I'm glad to see that the more time passes and the more film makers themselves have a chance to experiment with the color grading process, the less inclined they seem to be to go crazy with it in the first place - at least in regards to their older catalog. After "Director Approved" messes like The French Connection and Suspiria, alongside less dramatically awful (but still obviously flawed) like Bram Stoker's Dracula and Last of the Mohicans, it's refreshing to see the presentation of a film with such a long and bizarre history of digital tweaking resurface in 2013 with such a naturalistic, understated presentation.



Does the 35th Anniversary of Halloween have other issues? Oh, you bet. For one thing the mono track is not the original '78 theatrical mix, but the newest 7.1 remix folded down into a flat track which literally no-one asked for. I can accept an original mix simply being bumped for a surround upgrade - both The Evil Dead and Taxi Driver are otherwise perfect presentations, and knocking points off for not including a mono mix just feels pedantic. Including a mono mix that isn't a vintage track, however, seems even more disingenuous; if you're going to ignore the past in favor of a remix, fine, whatever.
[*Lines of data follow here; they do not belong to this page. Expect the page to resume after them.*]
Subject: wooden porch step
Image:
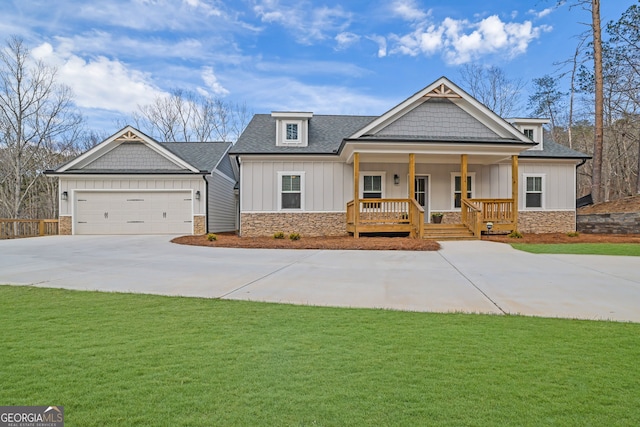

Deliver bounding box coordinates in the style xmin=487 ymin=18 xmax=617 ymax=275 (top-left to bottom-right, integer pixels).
xmin=423 ymin=223 xmax=477 ymax=241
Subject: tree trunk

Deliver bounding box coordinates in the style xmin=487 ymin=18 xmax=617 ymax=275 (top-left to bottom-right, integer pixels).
xmin=591 ymin=0 xmax=604 ymax=203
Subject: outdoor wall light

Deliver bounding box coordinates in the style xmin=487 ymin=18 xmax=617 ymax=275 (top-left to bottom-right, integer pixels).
xmin=61 ymin=191 xmax=68 ymax=201
xmin=394 ymin=174 xmax=400 ymax=185
xmin=486 ymin=222 xmax=493 ymax=232
xmin=195 ymin=190 xmax=201 ymax=200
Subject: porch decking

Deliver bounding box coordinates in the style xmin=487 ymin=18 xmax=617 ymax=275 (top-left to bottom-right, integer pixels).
xmin=346 ymin=198 xmax=516 ymax=240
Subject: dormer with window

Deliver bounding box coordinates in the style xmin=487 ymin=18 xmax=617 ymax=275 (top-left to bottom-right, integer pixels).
xmin=508 ymin=118 xmax=549 ymax=151
xmin=272 ymin=112 xmax=312 ymax=147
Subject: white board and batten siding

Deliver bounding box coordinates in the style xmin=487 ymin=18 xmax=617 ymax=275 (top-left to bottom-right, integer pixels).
xmin=240 ymin=159 xmax=577 ymax=213
xmin=241 ymin=160 xmax=352 ymax=212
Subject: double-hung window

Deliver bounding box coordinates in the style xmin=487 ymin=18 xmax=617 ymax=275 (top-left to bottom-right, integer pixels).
xmin=278 ymin=172 xmax=304 ymax=210
xmin=452 ymin=173 xmax=474 ymax=209
xmin=523 ymin=128 xmax=534 ymax=139
xmin=524 ymin=175 xmax=545 ymax=208
xmin=363 ymin=175 xmax=383 ymax=199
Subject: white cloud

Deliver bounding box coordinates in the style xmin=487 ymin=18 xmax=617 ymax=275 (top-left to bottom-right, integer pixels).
xmin=253 ymin=1 xmax=352 ymax=44
xmin=201 ymin=67 xmax=229 ymax=96
xmin=528 ymin=7 xmax=554 ymax=19
xmin=335 ymin=32 xmax=360 ymax=50
xmin=387 ymin=14 xmax=547 ymax=64
xmin=368 ymin=35 xmax=388 ymax=58
xmin=31 ymin=41 xmax=166 ymax=113
xmin=391 ymin=0 xmax=428 ymax=21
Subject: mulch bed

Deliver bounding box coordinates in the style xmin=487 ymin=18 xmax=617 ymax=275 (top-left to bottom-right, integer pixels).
xmin=172 ymin=231 xmax=640 ymax=250
xmin=172 ymin=234 xmax=441 ymax=251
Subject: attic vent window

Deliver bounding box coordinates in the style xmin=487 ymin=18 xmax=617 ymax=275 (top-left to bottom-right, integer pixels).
xmin=524 ymin=128 xmax=534 ymax=139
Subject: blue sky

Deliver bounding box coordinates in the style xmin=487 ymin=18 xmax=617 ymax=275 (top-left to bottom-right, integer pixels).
xmin=0 ymin=0 xmax=634 ymax=134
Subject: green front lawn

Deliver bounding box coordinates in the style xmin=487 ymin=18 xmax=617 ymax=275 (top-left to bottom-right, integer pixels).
xmin=1 ymin=286 xmax=639 ymax=426
xmin=511 ymin=243 xmax=640 ymax=256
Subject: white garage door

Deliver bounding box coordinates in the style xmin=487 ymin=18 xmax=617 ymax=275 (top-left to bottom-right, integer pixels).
xmin=75 ymin=191 xmax=193 ymax=235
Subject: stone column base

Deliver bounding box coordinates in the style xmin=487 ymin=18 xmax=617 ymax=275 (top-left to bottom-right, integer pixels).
xmin=194 ymin=215 xmax=206 ymax=235
xmin=59 ymin=216 xmax=72 ymax=235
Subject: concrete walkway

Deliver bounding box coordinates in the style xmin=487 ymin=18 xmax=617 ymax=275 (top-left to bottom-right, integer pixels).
xmin=0 ymin=235 xmax=638 ymax=322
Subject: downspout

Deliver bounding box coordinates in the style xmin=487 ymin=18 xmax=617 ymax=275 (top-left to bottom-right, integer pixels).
xmin=575 ymin=158 xmax=588 ymax=232
xmin=202 ymin=174 xmax=209 ymax=234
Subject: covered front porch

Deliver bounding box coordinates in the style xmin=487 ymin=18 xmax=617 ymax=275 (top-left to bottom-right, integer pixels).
xmin=346 ymin=153 xmax=520 ymax=239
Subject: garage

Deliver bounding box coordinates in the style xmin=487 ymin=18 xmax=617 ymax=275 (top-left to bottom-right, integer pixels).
xmin=75 ymin=191 xmax=193 ymax=235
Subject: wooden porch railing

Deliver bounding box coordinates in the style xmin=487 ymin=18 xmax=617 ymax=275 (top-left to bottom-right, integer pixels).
xmin=462 ymin=200 xmax=482 ymax=238
xmin=472 ymin=199 xmax=514 ymax=223
xmin=462 ymin=198 xmax=515 ymax=237
xmin=346 ymin=199 xmax=424 ymax=237
xmin=0 ymin=219 xmax=59 ymax=239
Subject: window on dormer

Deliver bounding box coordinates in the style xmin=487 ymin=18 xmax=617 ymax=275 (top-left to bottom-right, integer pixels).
xmin=286 ymin=123 xmax=299 ymax=141
xmin=523 ymin=128 xmax=534 ymax=139
xmin=282 ymin=121 xmax=302 ymax=143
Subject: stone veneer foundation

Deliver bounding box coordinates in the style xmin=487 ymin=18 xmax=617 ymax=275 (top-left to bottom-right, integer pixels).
xmin=59 ymin=216 xmax=72 ymax=235
xmin=241 ymin=212 xmax=348 ymax=237
xmin=517 ymin=211 xmax=575 ymax=233
xmin=194 ymin=215 xmax=206 ymax=235
xmin=241 ymin=210 xmax=576 ymax=237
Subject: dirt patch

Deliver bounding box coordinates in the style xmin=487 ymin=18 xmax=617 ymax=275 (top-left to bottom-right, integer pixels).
xmin=483 ymin=232 xmax=640 ymax=244
xmin=578 ymin=195 xmax=640 ymax=214
xmin=172 ymin=233 xmax=441 ymax=251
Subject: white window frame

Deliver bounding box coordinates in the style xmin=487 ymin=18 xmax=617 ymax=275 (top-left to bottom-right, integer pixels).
xmin=359 ymin=172 xmax=386 ymax=199
xmin=278 ymin=120 xmax=303 ymax=145
xmin=523 ymin=174 xmax=545 ymax=210
xmin=523 ymin=128 xmax=534 ymax=140
xmin=277 ymin=171 xmax=305 ymax=211
xmin=450 ymin=172 xmax=475 ymax=210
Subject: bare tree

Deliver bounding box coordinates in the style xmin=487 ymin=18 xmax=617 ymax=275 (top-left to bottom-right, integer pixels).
xmin=458 ymin=64 xmax=526 ymax=117
xmin=0 ymin=36 xmax=83 ymax=219
xmin=132 ymin=89 xmax=251 ymax=142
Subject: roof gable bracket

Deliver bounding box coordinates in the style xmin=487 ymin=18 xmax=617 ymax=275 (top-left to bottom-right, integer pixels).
xmin=424 ymin=83 xmax=461 ymax=99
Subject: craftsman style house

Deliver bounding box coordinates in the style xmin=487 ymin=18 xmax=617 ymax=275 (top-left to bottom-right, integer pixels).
xmin=231 ymin=76 xmax=589 ymax=239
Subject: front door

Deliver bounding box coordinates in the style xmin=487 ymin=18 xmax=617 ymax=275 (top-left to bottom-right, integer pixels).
xmin=414 ymin=176 xmax=429 ymax=222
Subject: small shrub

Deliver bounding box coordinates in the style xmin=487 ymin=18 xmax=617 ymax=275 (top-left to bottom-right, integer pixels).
xmin=567 ymin=231 xmax=580 ymax=237
xmin=289 ymin=232 xmax=301 ymax=241
xmin=508 ymin=231 xmax=523 ymax=239
xmin=206 ymin=233 xmax=217 ymax=241
xmin=273 ymin=231 xmax=286 ymax=239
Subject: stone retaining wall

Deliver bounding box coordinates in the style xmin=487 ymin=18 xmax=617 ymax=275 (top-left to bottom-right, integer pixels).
xmin=241 ymin=212 xmax=348 ymax=237
xmin=577 ymin=212 xmax=640 ymax=234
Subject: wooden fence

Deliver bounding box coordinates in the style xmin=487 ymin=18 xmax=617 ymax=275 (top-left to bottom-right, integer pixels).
xmin=0 ymin=219 xmax=59 ymax=239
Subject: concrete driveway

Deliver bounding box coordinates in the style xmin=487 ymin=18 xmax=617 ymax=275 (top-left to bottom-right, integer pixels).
xmin=0 ymin=235 xmax=639 ymax=322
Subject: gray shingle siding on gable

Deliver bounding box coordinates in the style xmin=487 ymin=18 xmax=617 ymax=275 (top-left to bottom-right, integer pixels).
xmin=231 ymin=114 xmax=377 ymax=154
xmin=375 ymin=98 xmax=500 ymax=139
xmin=82 ymin=142 xmax=184 ymax=171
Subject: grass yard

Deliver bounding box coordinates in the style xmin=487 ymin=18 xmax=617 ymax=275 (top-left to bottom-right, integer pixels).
xmin=511 ymin=243 xmax=640 ymax=256
xmin=1 ymin=286 xmax=639 ymax=426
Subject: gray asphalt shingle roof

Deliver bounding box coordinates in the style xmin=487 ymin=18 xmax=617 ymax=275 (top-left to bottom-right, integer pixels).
xmin=232 ymin=113 xmax=589 ymax=160
xmin=230 ymin=114 xmax=377 ymax=154
xmin=162 ymin=142 xmax=232 ymax=173
xmin=519 ymin=139 xmax=591 ymax=159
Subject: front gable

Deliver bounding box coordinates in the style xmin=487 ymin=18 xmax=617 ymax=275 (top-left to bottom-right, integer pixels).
xmin=55 ymin=126 xmax=200 ymax=173
xmin=350 ymin=77 xmax=528 ymax=143
xmin=374 ymin=98 xmax=500 ymax=140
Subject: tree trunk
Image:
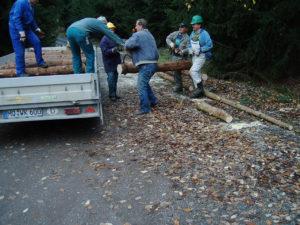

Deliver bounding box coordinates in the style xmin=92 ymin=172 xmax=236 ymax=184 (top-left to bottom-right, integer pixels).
xmin=204 ymin=90 xmax=294 ymax=130
xmin=118 ymin=60 xmax=192 ymax=74
xmin=0 ymin=65 xmax=80 ymax=77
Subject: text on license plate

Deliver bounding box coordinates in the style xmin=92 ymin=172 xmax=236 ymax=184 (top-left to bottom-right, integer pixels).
xmin=3 ymin=108 xmax=43 ymax=119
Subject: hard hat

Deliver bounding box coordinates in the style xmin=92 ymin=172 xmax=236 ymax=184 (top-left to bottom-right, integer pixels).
xmin=97 ymin=16 xmax=107 ymax=24
xmin=191 ymin=15 xmax=203 ymax=25
xmin=107 ymin=22 xmax=116 ymax=29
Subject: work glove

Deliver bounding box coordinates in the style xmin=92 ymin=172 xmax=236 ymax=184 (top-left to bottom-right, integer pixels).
xmin=169 ymin=42 xmax=175 ymax=49
xmin=117 ymin=44 xmax=125 ymax=52
xmin=194 ymin=50 xmax=200 ymax=56
xmin=36 ymin=28 xmax=45 ymax=39
xmin=174 ymin=48 xmax=183 ymax=56
xmin=111 ymin=47 xmax=118 ymax=53
xmin=19 ymin=31 xmax=26 ymax=42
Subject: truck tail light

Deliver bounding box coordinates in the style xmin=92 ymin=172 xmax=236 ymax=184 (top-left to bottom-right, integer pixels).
xmin=64 ymin=107 xmax=81 ymax=115
xmin=85 ymin=106 xmax=96 ymax=113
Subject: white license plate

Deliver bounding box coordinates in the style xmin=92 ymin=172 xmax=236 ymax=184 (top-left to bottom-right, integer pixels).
xmin=3 ymin=108 xmax=43 ymax=119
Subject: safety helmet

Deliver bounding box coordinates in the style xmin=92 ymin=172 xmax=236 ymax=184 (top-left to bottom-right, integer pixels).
xmin=191 ymin=15 xmax=203 ymax=25
xmin=107 ymin=22 xmax=116 ymax=29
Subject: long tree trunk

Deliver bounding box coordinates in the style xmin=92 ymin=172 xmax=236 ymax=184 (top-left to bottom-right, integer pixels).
xmin=118 ymin=60 xmax=192 ymax=74
xmin=204 ymin=90 xmax=293 ymax=130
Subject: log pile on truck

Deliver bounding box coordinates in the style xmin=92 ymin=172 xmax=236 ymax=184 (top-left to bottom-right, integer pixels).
xmin=0 ymin=49 xmax=85 ymax=77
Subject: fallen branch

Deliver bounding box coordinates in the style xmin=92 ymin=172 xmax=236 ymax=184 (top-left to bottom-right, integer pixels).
xmin=204 ymin=90 xmax=293 ymax=130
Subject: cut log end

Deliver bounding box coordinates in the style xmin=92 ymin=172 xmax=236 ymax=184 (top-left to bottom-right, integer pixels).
xmin=195 ymin=100 xmax=233 ymax=123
But including a purported duplicate of the original track and it not actually being the "original"? Fuck that noise!



For the record, while Jamie Lee Curtis hasn't said much new about the film that put her on the map in the better part of 20 years, I refuse to believe that following her around at a convention for an hour was the best - and only - substantial bonus feature the Akkad family could come up with. True, we already have the Halloween: 25 Years of Terror documentary, but that's now dated by about a decade, and its exclusion this time around feels like a pretty major gap in the presentation.



Ironically, both this and the original mono track can be found on the older Anchor Bay Blu-ray. Those are both notable letdowns to plenty of fans, surely...but not quite big enough to keep me from recommending it to anyone with even a passing fancy for vintage slasher icons, or even just reference level transfers for anything shot for less than a half-million dollars.



Wish I had more time to share with the Kentai Blog, friends, but I'm happy to say I'm entertaining friends over the holidays. Happy Halloween, which we all know is the most fun of the holidays for anyone who's not a glutton or a sentimentalist.